The board also appointed members of the commission Monday. They include professionals in management and budgeting , busineessmen and representatives from the supervisors magesterial districts, civic associations and school organizations.
County Executive Leonard Whorton recommended in July to establish the body, called the Fiscal Affairs Advisory Commission, noting that "for the past two or three years there have been noticeable signs of increasing taxpayer resistance to the rising cost of government . . . illustrated dramatically by the passage of proposition 13 in California."
The supervisors broadened the responsibilities of the commission Monday by requiring that two of the commission's four committees study the spending and management of all county agencies - whether the agencis serve internal functions, such as personel recruitment, or directly provide services to residents, such as the Department of Public Works.
WHorton earlier had recommended that the committee studying "community priorities" limit itself to studying only programs and agencies providing direct services to residents and that the committee on management only study the practices of agencies providing services for staff functions.

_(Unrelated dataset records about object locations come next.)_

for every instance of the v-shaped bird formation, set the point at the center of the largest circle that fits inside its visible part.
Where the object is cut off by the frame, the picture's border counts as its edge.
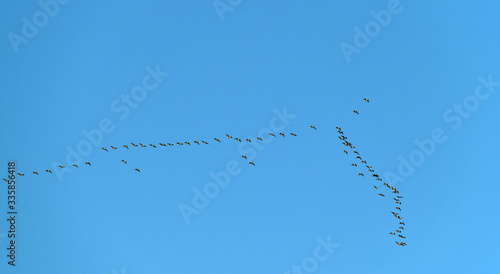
(349, 148)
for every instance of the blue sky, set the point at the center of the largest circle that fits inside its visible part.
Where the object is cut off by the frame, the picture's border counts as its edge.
(177, 71)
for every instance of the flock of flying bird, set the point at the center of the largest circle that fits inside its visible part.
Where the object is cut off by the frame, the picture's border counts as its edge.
(342, 138)
(394, 191)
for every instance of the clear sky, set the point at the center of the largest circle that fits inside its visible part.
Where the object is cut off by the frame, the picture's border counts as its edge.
(81, 75)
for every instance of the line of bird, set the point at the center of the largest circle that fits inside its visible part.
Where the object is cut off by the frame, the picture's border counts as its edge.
(180, 144)
(397, 199)
(341, 136)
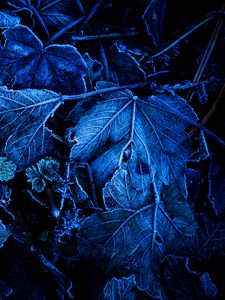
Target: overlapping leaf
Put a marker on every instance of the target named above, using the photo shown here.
(127, 68)
(153, 127)
(153, 18)
(23, 115)
(8, 20)
(120, 289)
(57, 67)
(54, 13)
(132, 234)
(182, 284)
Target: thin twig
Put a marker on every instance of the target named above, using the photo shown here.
(104, 60)
(184, 36)
(65, 29)
(211, 112)
(39, 18)
(207, 53)
(104, 36)
(93, 12)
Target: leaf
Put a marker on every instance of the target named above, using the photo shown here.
(120, 289)
(153, 18)
(122, 192)
(153, 127)
(182, 284)
(7, 169)
(209, 237)
(128, 70)
(179, 209)
(216, 194)
(23, 116)
(53, 13)
(94, 70)
(4, 234)
(122, 238)
(56, 67)
(8, 20)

However, the board decision to broaden the purview of the two committees pleased supervisor Audrey Moore (D-Annandale) who said, "Otherwise, the work of the commission would have been too fragmented, with nobody being able to see the whole picture."
The commission also includes a tax and revenue committee that will study sources of county income, such as real estate taxes, and ways to develop other sources of income.
Recommendations by the three committees will go to a steering committee, whcih will compile the work of other committees and present a final report to the supervisors by March 2.